C’est pourquoi nous ne devons pas avoir peur du mot miséricorde. « Si, parfois, l’homme contemporain n’a pas le courage de prononcer le mot « miséricorde », ou si, dans sa conscience dépouillée de tout sens religieux, il n’en trouve pas l’équivalent, il est d’autant plus nécessaire que l’Eglise prononce ce mot, pas seulement en son propre nom, mais aussi au nom de tous les hommes de notre temps » (Dieu riche en miséricorde, 15).
En œuvrant pour la miséricorde, l’homme participe à cette limite que Dieu impose au mal selon la puissante expression de Jean-Paul II : « La limite imposée au mal, dont l’homme est l’auteur et la victime, est en définitive la Divine Miséricorde. » (Mémoire et identité, p.71) Même si, précise-t-il dans Dieu riche en miséricorde, « c’est lors du renouvellement définitif du monde, qu’en tous les élus, l’amour vaincra le mal en ses sources les plus profondes. » (8)
La Miséricorde, retour de l’homme vers Dieu
La Miséricorde divine, dont l’Ecriture est remplie, est la fidélité inlassable de Dieu à son amour pour l’homme, malgré tout le péché dont celui-ci se rend coupable. La Croix, comme accomplissement de la Rédemption de l’homme, est à la fois la manifestation de l’abîme du mal et du péché et « une révélation radicale de la miséricorde… La Croix est comme un toucher de l’amour éternel sur les blessures les plus douloureuses de l’existence terrestre de l’homme » (Dieu riche en miséricorde, 8). C’est pourquoi, la miséricorde resplendit-elle particulièrement sur le visage du Christ en sa Passion :
« Tu t’es épuisé mortellement.
Ils t’ont mortellement détruit.
Cela s’appelle la Miséricorde.
Et pourtant tu es resté beau.
Le plus beau des enfants de l’homme.
Une telle beauté ne s’est plus jamais reproduite.
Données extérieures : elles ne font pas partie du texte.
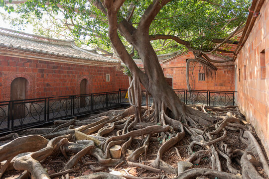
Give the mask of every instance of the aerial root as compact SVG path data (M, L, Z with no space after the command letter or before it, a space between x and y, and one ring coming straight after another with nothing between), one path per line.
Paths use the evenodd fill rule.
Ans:
M260 174L257 172L255 167L248 160L247 155L251 154L249 152L245 152L241 157L240 160L241 166L242 167L242 176L244 179L262 179Z
M242 176L228 174L226 172L216 171L208 169L192 169L178 174L174 179L189 179L200 176L206 176L219 179L242 179Z
M189 155L186 162L203 165L206 158L208 162L211 161L213 169L188 170L178 174L176 179L190 179L199 176L241 179L242 176L239 174L242 174L244 178L262 178L260 171L257 171L248 160L247 156L249 154L253 154L255 157L258 156L265 173L269 173L267 159L251 132L253 131L252 127L243 119L242 115L236 106L220 108L211 106L196 107L210 114L190 110L185 111L185 115L182 115L184 117L181 116L180 120L175 120L166 114L164 105L160 102L155 102L154 106L141 108L143 121L153 122L139 121L139 118L135 115L134 108L131 107L121 110L110 110L83 120L73 119L56 121L55 128L27 129L19 133L21 136L27 132L36 132L42 136L30 135L17 138L18 135L10 135L3 139L17 138L0 146L0 162L2 162L0 177L6 169L12 169L13 166L16 170L28 171L24 172L20 177L21 179L28 177L29 172L36 179L49 179L56 175L65 175L65 178L68 179L69 173L76 172L76 169L73 168L76 167L76 164L86 155L95 158L95 161L84 164L89 165L89 168L95 172L107 170L108 168L108 170L112 170L110 167L124 168L128 166L138 167L137 170L140 172L148 171L176 175L177 169L163 159L165 159L163 157L165 153L171 147L174 154L175 149L180 161L184 160L185 157L181 158L182 150L179 149L185 148ZM227 111L228 113L225 114ZM197 114L196 117L195 114ZM210 116L212 117L209 117ZM197 121L203 124L199 124ZM246 149L235 149L231 147L229 142L225 142L229 136L227 134L231 130L238 134L242 143L247 144ZM77 140L74 135L76 131L91 134L88 137L99 140L100 144L96 146L93 141ZM186 136L188 135L189 136ZM151 142L158 145L159 143L161 143L157 154L148 154L151 152L151 150L148 151L148 149L150 149ZM183 146L177 145L179 143L183 144ZM119 159L111 158L111 156L110 149L116 145L121 146L122 156ZM132 150L128 150L127 154L128 149ZM48 162L46 159L49 156L59 153L62 153L66 159L64 162L57 162L63 164L64 171L48 176L40 164L55 162ZM69 157L70 153L74 154L71 159ZM19 154L20 154L18 155ZM154 160L149 160L149 156L155 157ZM223 159L226 160L224 170L228 169L232 174L221 172L221 161L222 162ZM236 165L241 165L242 170L238 170L240 168ZM77 178L143 179L119 175L100 173ZM160 176L144 178L164 178Z

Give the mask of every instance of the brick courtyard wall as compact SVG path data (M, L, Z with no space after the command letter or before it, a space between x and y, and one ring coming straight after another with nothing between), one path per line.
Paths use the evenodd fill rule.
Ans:
M269 157L269 0L265 0L260 11L235 61L238 103Z
M3 50L13 55L0 55L0 101L10 99L10 84L17 77L28 81L26 98L79 94L84 79L87 81L87 93L117 91L129 86L120 63L78 62L71 58ZM36 57L25 57L33 56ZM107 74L110 74L110 82L106 81Z
M209 55L213 60L223 60L216 55ZM193 58L191 52L186 52L163 62L162 68L166 78L173 78L173 88L174 89L187 89L186 83L186 65L187 59ZM191 63L189 77L190 85L192 89L196 90L235 90L234 65L232 62L224 64L213 64L218 68L218 70L213 73L213 79L205 74L205 81L198 81L198 74L204 73L203 68L196 65L193 70L192 67L196 63ZM192 80L193 79L193 80Z

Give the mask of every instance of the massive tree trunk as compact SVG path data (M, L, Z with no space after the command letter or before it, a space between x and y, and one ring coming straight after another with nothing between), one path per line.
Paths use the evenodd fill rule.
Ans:
M165 115L168 108L176 119L184 122L188 121L190 124L194 125L198 123L210 124L211 121L208 119L206 114L187 107L180 101L167 84L156 53L150 43L148 33L150 24L161 7L169 1L153 1L153 4L149 6L142 16L137 28L135 28L126 20L118 23L117 12L124 0L114 2L105 0L107 9L109 37L119 57L129 68L133 77L135 96L135 101L133 102L135 106L140 105L139 95L141 83L154 98L155 115L153 119L155 122L161 122L162 116ZM143 64L144 72L137 67L126 50L119 37L118 30L138 52Z

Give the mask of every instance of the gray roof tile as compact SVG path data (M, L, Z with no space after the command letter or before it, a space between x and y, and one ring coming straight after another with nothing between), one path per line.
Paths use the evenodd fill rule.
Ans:
M0 27L0 46L91 61L119 62L119 60L80 48L76 45L74 40L48 38L1 27Z

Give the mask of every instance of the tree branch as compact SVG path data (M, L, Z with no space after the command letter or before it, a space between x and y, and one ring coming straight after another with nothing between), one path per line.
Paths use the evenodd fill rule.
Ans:
M176 42L185 45L187 48L190 50L193 51L193 49L191 47L190 42L188 41L182 40L179 38L171 35L150 35L149 36L149 40L155 40L158 39L172 39Z
M120 7L119 6L119 4L121 4L120 2L123 3L124 1L124 0L118 0L115 1L116 4L114 4L112 0L105 0L104 1L108 12L109 37L119 57L127 66L132 75L137 74L139 75L139 78L141 80L143 81L143 82L146 82L148 81L147 77L137 67L118 34L117 9Z
M227 60L212 60L211 58L209 58L207 55L206 54L202 54L202 55L205 57L205 58L208 61L212 63L226 63L228 62L231 62L231 61L233 61L233 58L230 58L228 59Z
M201 51L201 52L204 54L210 54L210 53L211 53L214 51L215 51L216 50L217 50L219 47L220 47L222 44L223 44L224 43L226 43L226 42L227 42L227 41L229 40L229 39L230 39L231 38L232 38L232 37L233 37L233 36L234 35L234 34L235 34L236 33L236 32L237 32L237 31L238 30L238 29L239 29L239 28L240 28L240 27L243 24L243 23L244 23L245 22L242 22L240 23L240 24L238 26L238 27L237 27L237 28L236 28L236 29L235 29L235 30L234 31L233 31L233 32L232 32L231 33L231 34L229 35L229 36L228 37L228 38L227 38L226 39L224 40L222 43L219 44L218 45L217 45L215 47L215 48L214 49L213 49L212 50L210 51L210 52L203 52L203 51Z
M149 26L160 9L171 0L154 0L144 12L139 22L138 28L148 30Z
M100 0L88 0L88 1L90 2L92 2L93 5L99 9L102 12L106 15L106 16L108 16L106 8L104 7L103 3Z

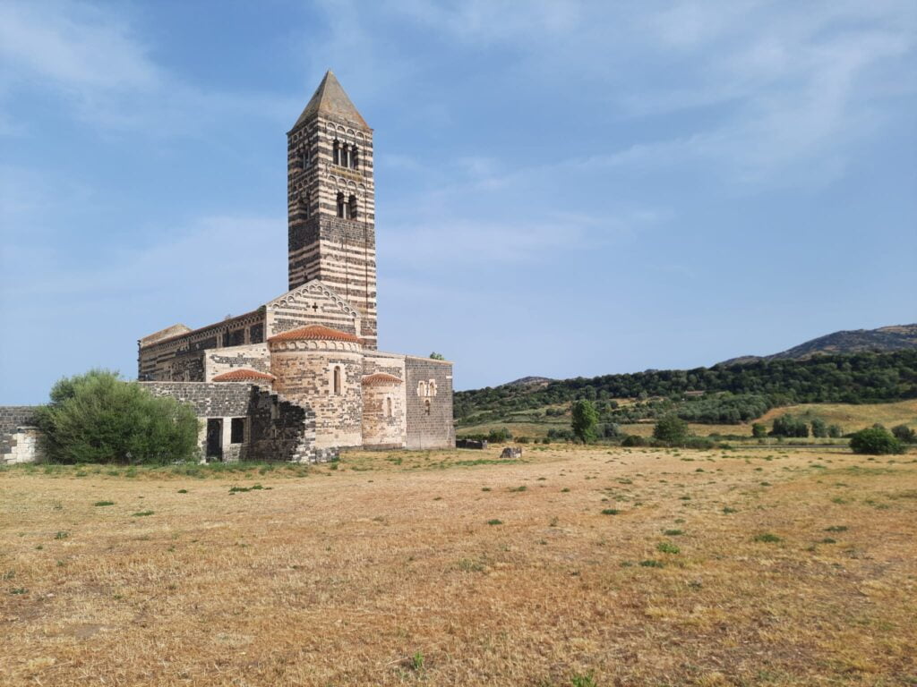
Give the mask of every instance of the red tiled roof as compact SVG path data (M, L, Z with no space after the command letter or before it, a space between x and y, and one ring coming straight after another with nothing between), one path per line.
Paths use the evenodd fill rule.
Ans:
M212 381L215 382L249 382L253 379L258 380L267 380L272 382L276 377L273 375L268 375L264 372L259 372L258 370L249 370L247 367L242 367L238 370L229 370L229 372L224 372L222 375L217 375L213 378Z
M394 375L388 375L384 372L377 372L373 375L367 375L363 377L363 384L401 384L401 379Z
M355 334L348 334L347 332L338 332L337 329L331 329L331 327L326 327L322 324L309 324L299 329L282 332L276 336L271 336L268 341L303 341L305 339L348 341L352 344L360 343L359 337Z

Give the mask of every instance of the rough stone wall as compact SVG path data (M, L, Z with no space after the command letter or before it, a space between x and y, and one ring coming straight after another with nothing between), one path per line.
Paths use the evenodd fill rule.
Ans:
M265 306L267 338L307 324L361 334L359 311L320 281L310 281Z
M271 372L271 352L268 344L249 344L229 348L212 348L204 354L204 380L209 382L224 372L241 367Z
M357 169L335 164L335 141L358 151ZM366 348L376 328L376 209L372 130L322 115L287 135L289 284L320 279L359 311ZM337 216L337 194L356 201ZM349 210L348 210L349 213Z
M340 367L340 393L334 368ZM348 342L290 341L271 344L274 388L315 413L315 447L360 446L362 438L362 354Z
M37 406L0 407L0 464L41 460L34 420L36 409Z
M167 396L189 403L204 426L199 435L202 452L206 449L205 420L224 421L224 437L229 435L232 418L247 418L242 443L223 442L223 460L324 463L337 455L337 449L315 446L315 414L308 407L291 402L278 394L245 382L143 382L155 396Z
M405 431L403 382L363 385L363 445L404 448Z
M264 318L264 309L259 309L175 336L155 338L156 335L150 335L140 339L138 342L138 378L141 381L204 381L203 352L263 342ZM178 331L175 327L166 331L171 330ZM151 343L150 339L153 339Z
M405 372L407 447L454 447L456 438L452 424L452 364L408 355L405 357ZM430 384L431 380L434 385ZM436 387L435 391L433 386Z

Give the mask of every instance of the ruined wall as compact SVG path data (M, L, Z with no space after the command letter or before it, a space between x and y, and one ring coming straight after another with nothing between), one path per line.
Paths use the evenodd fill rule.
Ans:
M34 415L37 406L0 407L0 465L41 460Z
M405 373L407 447L454 447L452 364L408 355Z
M402 383L367 384L367 377L377 373L392 375ZM363 446L404 448L407 445L404 356L377 351L365 352L363 380Z
M359 344L336 341L271 342L274 388L315 413L315 447L362 444L362 354ZM335 393L334 369L340 368Z
M209 382L224 372L247 368L271 372L271 352L267 344L249 344L228 348L212 348L204 355L204 381Z
M151 334L138 342L138 379L204 381L204 351L264 341L263 309L167 338ZM180 331L170 327L169 331ZM185 374L187 373L187 375Z

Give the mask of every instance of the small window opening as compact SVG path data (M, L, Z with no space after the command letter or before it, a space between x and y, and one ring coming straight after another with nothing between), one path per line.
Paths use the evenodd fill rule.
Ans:
M233 418L229 426L229 443L245 442L245 418Z

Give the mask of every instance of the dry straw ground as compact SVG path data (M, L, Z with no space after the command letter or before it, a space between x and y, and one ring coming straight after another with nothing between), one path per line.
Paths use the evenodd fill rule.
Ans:
M913 684L914 457L7 469L0 682Z

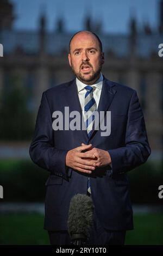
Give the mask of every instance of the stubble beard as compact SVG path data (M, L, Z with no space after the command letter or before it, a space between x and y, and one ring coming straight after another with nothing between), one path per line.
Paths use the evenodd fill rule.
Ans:
M90 65L89 64L88 65ZM97 71L95 71L93 69L93 68L91 66L92 75L91 74L89 75L90 72L86 72L85 73L85 74L83 75L81 72L80 69L79 72L78 73L77 73L74 70L73 65L71 66L71 69L73 74L75 75L75 76L77 77L77 78L79 81L80 81L86 84L89 83L89 84L91 84L91 83L94 83L96 81L97 81L99 78L99 75L102 70L102 63L100 63L99 64ZM90 76L86 78L85 77L85 75L87 75L87 74L89 74Z

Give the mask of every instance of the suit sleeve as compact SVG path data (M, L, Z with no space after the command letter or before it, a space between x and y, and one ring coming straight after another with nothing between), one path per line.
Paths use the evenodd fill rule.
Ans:
M43 93L36 118L29 154L33 162L51 173L66 178L65 164L67 150L55 148L53 145L52 114L46 95Z
M124 173L145 163L151 154L143 113L134 90L129 106L125 145L108 150L112 174Z

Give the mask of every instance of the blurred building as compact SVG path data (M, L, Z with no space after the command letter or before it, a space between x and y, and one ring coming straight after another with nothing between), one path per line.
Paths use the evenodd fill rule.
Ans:
M163 64L158 46L163 43L163 1L160 1L159 27L153 31L145 24L137 31L136 20L130 21L129 33L106 34L100 23L85 19L83 29L96 33L101 39L105 62L103 73L110 80L136 90L143 109L153 156L162 150ZM51 87L72 80L67 53L71 37L64 22L58 21L57 29L46 30L46 16L40 17L37 31L17 31L12 28L13 7L8 0L0 2L0 43L4 57L0 58L0 95L15 86L28 92L28 106L37 111L42 92Z

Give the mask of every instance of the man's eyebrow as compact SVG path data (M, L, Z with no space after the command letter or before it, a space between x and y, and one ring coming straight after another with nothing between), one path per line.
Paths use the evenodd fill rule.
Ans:
M77 48L76 49L75 49L73 51L73 53L74 52L76 52L77 51L80 51L82 50L83 50L83 48ZM90 48L86 48L86 50L92 50L92 49L94 49L96 51L97 51L97 49L96 49L96 48L95 48L95 47L90 47Z

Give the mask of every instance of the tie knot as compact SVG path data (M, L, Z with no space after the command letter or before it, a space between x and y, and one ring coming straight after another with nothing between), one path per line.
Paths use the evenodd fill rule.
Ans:
M94 86L86 86L84 87L84 89L85 89L87 92L93 92L95 88L95 87Z

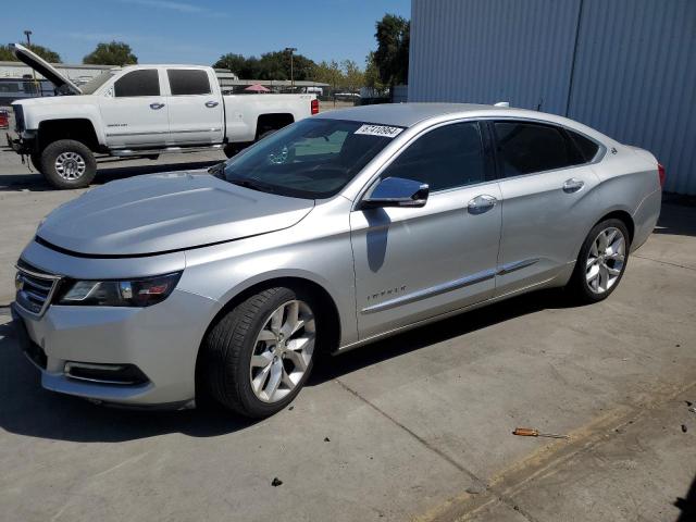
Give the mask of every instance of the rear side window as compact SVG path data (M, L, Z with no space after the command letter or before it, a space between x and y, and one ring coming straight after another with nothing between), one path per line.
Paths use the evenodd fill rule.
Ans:
M570 139L573 140L573 144L575 144L575 147L577 147L577 150L586 162L595 159L595 156L597 156L597 152L599 151L599 146L596 142L586 138L582 134L568 129L566 132L570 136Z
M394 160L382 177L427 183L433 191L484 182L486 165L478 124L455 123L431 130Z
M172 96L210 95L208 73L194 69L169 69Z
M505 177L585 163L566 132L552 125L496 122L498 158Z
M113 87L116 98L160 96L160 78L157 69L142 69L127 73L116 79Z

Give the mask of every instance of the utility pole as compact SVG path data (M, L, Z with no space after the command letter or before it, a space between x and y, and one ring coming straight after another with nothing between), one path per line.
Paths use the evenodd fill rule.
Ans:
M24 29L24 34L26 36L26 47L32 50L32 32L29 29ZM34 88L36 89L36 94L38 96L44 96L44 92L39 89L39 83L36 80L36 71L32 67L32 74L34 75Z
M295 71L294 71L294 64L293 64L293 53L297 51L297 47L286 47L285 48L285 52L289 52L290 53L290 87L293 90L295 90Z

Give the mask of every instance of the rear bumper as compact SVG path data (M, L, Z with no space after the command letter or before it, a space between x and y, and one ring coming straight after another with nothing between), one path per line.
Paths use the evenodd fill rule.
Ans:
M10 133L5 133L5 139L8 147L14 150L17 154L33 154L36 152L36 139L33 134L25 133L25 137L13 138Z

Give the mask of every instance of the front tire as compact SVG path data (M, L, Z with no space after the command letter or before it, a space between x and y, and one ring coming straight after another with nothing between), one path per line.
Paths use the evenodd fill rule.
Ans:
M91 150L74 139L59 139L41 152L44 177L55 188L87 187L97 174Z
M270 417L295 399L314 362L318 310L301 288L260 291L224 315L203 345L211 396L251 418Z
M606 299L623 277L630 248L629 229L621 220L597 223L580 249L568 289L583 303Z

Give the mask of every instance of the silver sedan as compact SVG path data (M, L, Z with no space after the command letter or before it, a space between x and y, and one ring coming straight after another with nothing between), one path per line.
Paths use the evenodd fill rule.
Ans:
M649 152L539 112L334 111L210 172L57 209L17 263L13 315L46 388L160 408L207 393L264 417L319 352L544 287L607 298L663 176Z

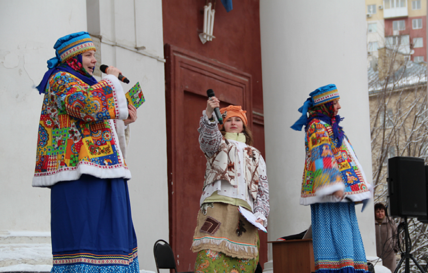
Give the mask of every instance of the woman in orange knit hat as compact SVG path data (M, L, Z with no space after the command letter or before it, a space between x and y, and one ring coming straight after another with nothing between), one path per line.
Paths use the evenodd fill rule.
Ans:
M251 211L257 222L267 226L266 165L252 146L246 111L234 105L220 109L224 124L219 130L214 111L219 103L215 97L208 100L198 130L207 163L192 245L198 253L195 271L254 272L259 262L258 229L238 207Z

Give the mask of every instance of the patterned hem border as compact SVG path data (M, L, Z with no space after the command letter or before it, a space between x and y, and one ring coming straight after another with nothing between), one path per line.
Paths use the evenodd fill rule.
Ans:
M89 166L91 166L92 167L95 167L96 168L99 168L100 169L103 169L105 170L107 169L117 169L119 168L123 168L125 170L128 170L128 167L123 164L116 164L116 165L109 165L109 166L102 166L101 165L98 165L97 164L95 164L92 162L88 162L87 161L81 161L79 162L77 164L77 166L75 167L67 167L65 168L62 168L59 170L56 170L56 171L53 172L45 172L43 173L36 173L34 174L35 177L39 177L39 176L46 176L48 175L52 175L53 174L55 174L58 173L60 173L64 171L74 171L77 170L79 166L81 165L87 165Z
M315 270L321 269L338 270L345 268L352 268L356 270L368 270L367 263L354 262L352 259L336 261L321 261L315 263Z
M366 193L367 192L370 192L370 190L369 189L369 188L367 188L366 189L365 189L364 190L361 190L361 191L358 191L358 192L352 192L351 193L348 194L346 195L352 196L352 195L357 195L357 194L363 194L364 193ZM300 195L300 197L301 197L302 198L306 198L307 197L313 197L314 196L316 196L316 195L317 195L316 194L301 194L301 195Z
M203 240L203 239L211 239L211 240L220 240L220 241L221 241L221 240L224 240L224 241L228 241L228 242L229 242L230 243L232 243L232 244L237 244L237 245L241 245L241 246L249 246L249 247L257 247L257 244L245 244L245 243L240 243L239 242L235 242L234 241L232 241L231 240L229 240L229 239L227 239L227 238L226 238L226 237L211 237L211 236L204 236L204 237L200 237L200 238L193 238L193 241L194 241L194 242L197 242L197 241L200 241L200 240Z
M129 266L138 257L137 248L128 255L97 255L92 253L81 253L73 254L54 255L54 265L86 264L97 266L120 265Z

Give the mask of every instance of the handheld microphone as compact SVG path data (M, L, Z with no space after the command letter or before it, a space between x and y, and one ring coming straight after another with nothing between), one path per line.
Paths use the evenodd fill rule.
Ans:
M106 70L107 68L108 68L108 66L106 66L106 65L101 65L100 67L100 70L101 70L101 72L103 73L106 73ZM122 75L122 74L119 74L119 76L117 77L117 78L119 79L119 80L120 81L123 81L125 83L129 83L129 80L128 78Z
M207 95L208 96L209 98L215 96L213 89L207 90ZM218 123L220 124L223 124L223 118L221 117L221 114L220 114L220 109L218 109L218 107L215 107L214 108L214 113L215 113L215 116L217 116L217 119L218 120Z

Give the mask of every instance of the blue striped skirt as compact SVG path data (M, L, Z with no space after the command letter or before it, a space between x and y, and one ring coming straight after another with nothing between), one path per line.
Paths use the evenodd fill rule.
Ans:
M311 205L317 273L366 273L367 261L353 202Z
M139 273L126 180L83 175L53 186L52 273Z

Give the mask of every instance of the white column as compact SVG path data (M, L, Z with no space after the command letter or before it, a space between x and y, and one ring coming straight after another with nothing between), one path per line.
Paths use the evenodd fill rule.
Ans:
M345 118L341 125L371 182L365 14L361 1L261 1L269 241L300 233L311 223L310 207L299 205L304 133L290 127L300 116L297 109L319 87L337 85L339 114ZM373 205L363 213L361 205L356 206L370 256L376 256Z
M88 29L102 36L102 63L116 66L128 77L129 84L122 84L125 91L139 81L146 98L136 122L130 125L126 163L132 175L128 186L140 268L156 272L155 242L169 241L162 3L92 2L96 8L92 12L88 8L88 21L93 21L93 13L99 13L100 21L92 22L100 29L92 24Z

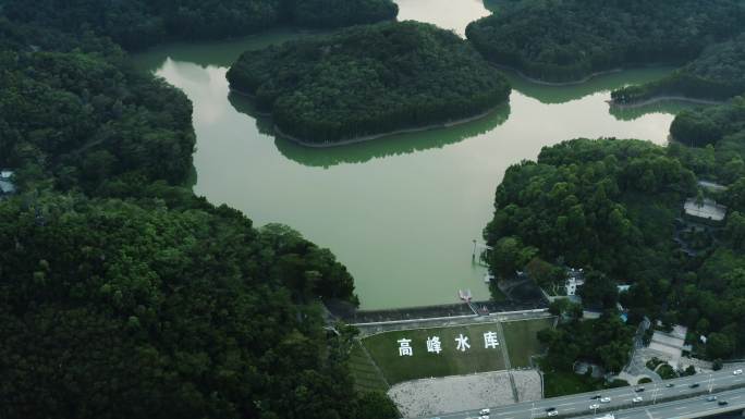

Oh, quelle beauté difficile !
Cette beauté s’appelle Miséricorde. »
(Poème de Karol Wojtyla, jeune prêtre, devant un Christ aux outrages.)
Dans Mémoire et identité, Jean-Paul II souligne : « Il est significatif que sœur Faustine ait vu le Fils comme Dieu miséricordieux, le contemplant cependant, non pas tant sur la Croix que dans sa condition ultérieure de ressuscité dans la gloire » (p. 70). C’est dans le mystère de Pâques et dans le témoignage de la Résurrection du Seigneur que se manifeste, au plus haut point, la Miséricorde divine.
Jésus ressuscité répand sur les Apôtres l’Esprit Saint dans un souffle de paix et de pardon. Le recours, dans une grande confiance, à Jésus Miséricordieux est une rencontre avec Jésus ressuscité.